'Huge rise' in financial help calls


a sign above a Citizens Advice Bureau

There has been a leap in the number of young people seeking help on financial matters from Citizens Advice, the charity said.

The number of clients aged 17 to 24 looking for assistance about such problems has risen by 53% since the start of the economic downturn, it said.

In the first two quarters of 2013 alone, just over 23,000 young people with a debt problem went to Citizens Advice Bureaux.

Citizens Advice chief executive Gillian Guy said: "We've seen a huge rise in the number of people needing our help since the start of the credit crunch.

"Soaring numbers need help keeping a roof over their head, whilst the number of young adults seeking advice on support to get into work has more than doubled."

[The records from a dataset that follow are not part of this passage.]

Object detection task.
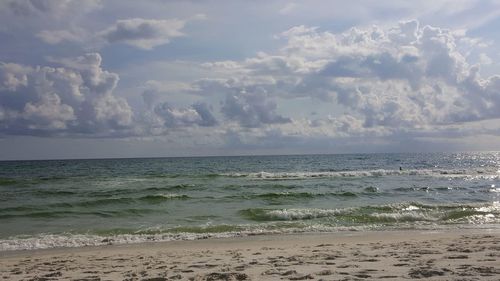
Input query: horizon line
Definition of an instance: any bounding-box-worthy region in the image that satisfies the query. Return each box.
[1,150,498,162]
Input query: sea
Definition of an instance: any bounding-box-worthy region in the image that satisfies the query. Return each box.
[1,152,499,251]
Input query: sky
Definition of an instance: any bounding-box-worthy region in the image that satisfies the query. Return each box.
[2,0,500,160]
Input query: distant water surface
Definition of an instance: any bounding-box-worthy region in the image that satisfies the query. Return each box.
[1,152,499,250]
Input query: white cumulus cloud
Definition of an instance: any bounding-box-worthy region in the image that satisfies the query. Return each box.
[0,53,132,136]
[194,20,500,133]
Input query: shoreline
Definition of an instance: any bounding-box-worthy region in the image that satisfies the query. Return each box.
[2,222,499,253]
[1,228,499,280]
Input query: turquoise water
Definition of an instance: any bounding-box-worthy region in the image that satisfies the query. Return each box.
[1,153,499,250]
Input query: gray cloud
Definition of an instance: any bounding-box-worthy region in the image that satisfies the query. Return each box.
[320,52,423,90]
[99,18,187,50]
[192,102,218,127]
[37,17,191,49]
[153,102,218,128]
[221,93,291,128]
[191,75,293,128]
[7,0,101,18]
[36,28,86,45]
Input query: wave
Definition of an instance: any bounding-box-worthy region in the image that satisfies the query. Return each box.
[2,214,499,252]
[222,168,500,180]
[108,168,500,180]
[393,186,466,192]
[145,173,221,179]
[0,206,43,214]
[0,230,247,252]
[227,191,362,201]
[395,185,500,193]
[0,194,189,219]
[240,208,343,221]
[34,190,77,196]
[5,168,497,190]
[144,184,196,191]
[239,202,500,224]
[255,192,317,199]
[0,208,157,219]
[489,187,500,193]
[76,197,136,207]
[364,186,379,192]
[0,176,85,187]
[0,222,405,251]
[74,194,190,206]
[0,178,19,186]
[86,185,197,197]
[139,194,189,202]
[1,200,498,251]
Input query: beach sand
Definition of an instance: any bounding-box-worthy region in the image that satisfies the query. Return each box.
[1,229,499,280]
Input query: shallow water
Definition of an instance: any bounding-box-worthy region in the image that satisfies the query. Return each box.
[1,152,499,250]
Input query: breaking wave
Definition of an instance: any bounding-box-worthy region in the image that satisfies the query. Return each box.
[223,168,500,180]
[239,202,500,224]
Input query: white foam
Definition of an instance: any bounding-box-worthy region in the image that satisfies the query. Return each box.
[403,205,420,211]
[370,212,434,221]
[225,168,500,180]
[0,224,372,252]
[0,233,218,251]
[476,201,500,213]
[266,208,342,220]
[465,214,498,224]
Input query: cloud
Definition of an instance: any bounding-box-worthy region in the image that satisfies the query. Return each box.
[279,3,297,15]
[191,75,292,128]
[36,28,86,45]
[197,20,500,133]
[7,0,101,18]
[221,93,291,128]
[192,102,218,127]
[39,15,207,50]
[3,13,500,154]
[479,53,492,65]
[152,102,218,128]
[313,21,500,128]
[0,53,132,136]
[144,80,195,95]
[99,18,187,50]
[0,52,222,137]
[138,79,218,133]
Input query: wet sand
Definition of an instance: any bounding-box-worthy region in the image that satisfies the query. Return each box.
[1,229,499,280]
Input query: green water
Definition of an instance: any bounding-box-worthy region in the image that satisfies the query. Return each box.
[1,153,499,250]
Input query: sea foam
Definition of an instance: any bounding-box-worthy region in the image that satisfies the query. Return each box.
[224,168,500,180]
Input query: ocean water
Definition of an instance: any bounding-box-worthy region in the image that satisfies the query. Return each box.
[1,152,499,251]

Since the 2007/8 financial year, there has been a 114% increase in 17 to 24-year-olds looking for help with Jobseekers' Allowance, an 85% increase in those seeking advice on rent owed to a private landlord and a 56% increase in those needing assistance related to rent owed to housing associations.

She said that local, personalised support is what is needed to help struggling young people find work.

Ms Guy added: "The current and future generations of young people face the daunting task of working longer, shouldering the bulk of the burden for rising social care costs and ballooning pensioner spending, all in the face of high youth unemployment.

"Getting young people into work so they can contribute to the economic recovery must remain at the top of ministers' priorities."